Dario Alejandro Gasco

Personal information
- Full name: Dario Alejandro Gasco
- Born: 20 January 1987 (age 38) Concepción, Argentina
- Height: 1.80 m (5 ft 11 in)
- Weight: 68 kg (150 lb)

Team information
- Current team: Unattached
- Discipline: Mountain biking
- Role: Rider
- Rider type: Cross-country

Professional teams
- 2005: Zenith MTB International Team
- 2007–2009: Massi

Medal record
Men's mountain biking
Representing Argentina
Pan American Games
| Bronze medal – third place | 2007 Rio de Janeiro | Cross-country |

= Dario Alejandro Gasco =

Argentine mountain biker

Dario Alejandro Gasco (born January 20, 1987, in Concepción, Tucumán) is an Argentine professional mountain biker. He won a bronze medal in men's cross-country racing at the 2007 Pan American Games, and later represented his nation Argentina at the 2008 Summer Olympics. Throughout his sporting career, Gasco has been training and riding for four consecutive seasons on Zenith MTB International, and Spain's Massi Cycling Team.

Gasco spotted officially on his major international debut at the 2007 Pan American Games in Rio de Janeiro, Brazil, where he delivered a bronze-medal time of 2:07:37 in the men's cross-country race, trailing behind U.S. rider Adam Craig and Brazil's Rubens Donizete within a two-minute gap.

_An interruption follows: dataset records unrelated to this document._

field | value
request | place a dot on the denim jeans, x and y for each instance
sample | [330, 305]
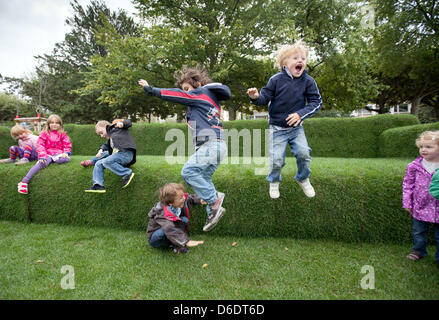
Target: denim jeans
[158, 238]
[296, 139]
[115, 163]
[420, 237]
[96, 159]
[198, 170]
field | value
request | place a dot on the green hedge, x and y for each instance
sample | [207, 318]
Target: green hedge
[328, 137]
[357, 199]
[400, 142]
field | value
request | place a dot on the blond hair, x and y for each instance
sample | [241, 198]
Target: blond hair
[168, 192]
[102, 124]
[53, 118]
[19, 129]
[287, 51]
[428, 135]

At the 2008 Summer Olympics in Beijing, Gasco qualified for the Argentine squad in the men's cross-country race by receiving an invitational berth from the Union Cycliste Internationale (UCI), based on his best performance at the World and Pan American Championships. He scored a twenty-seventh place in a 4.8-km sturdy, treacherous cross-country course with a time of 2:07:04.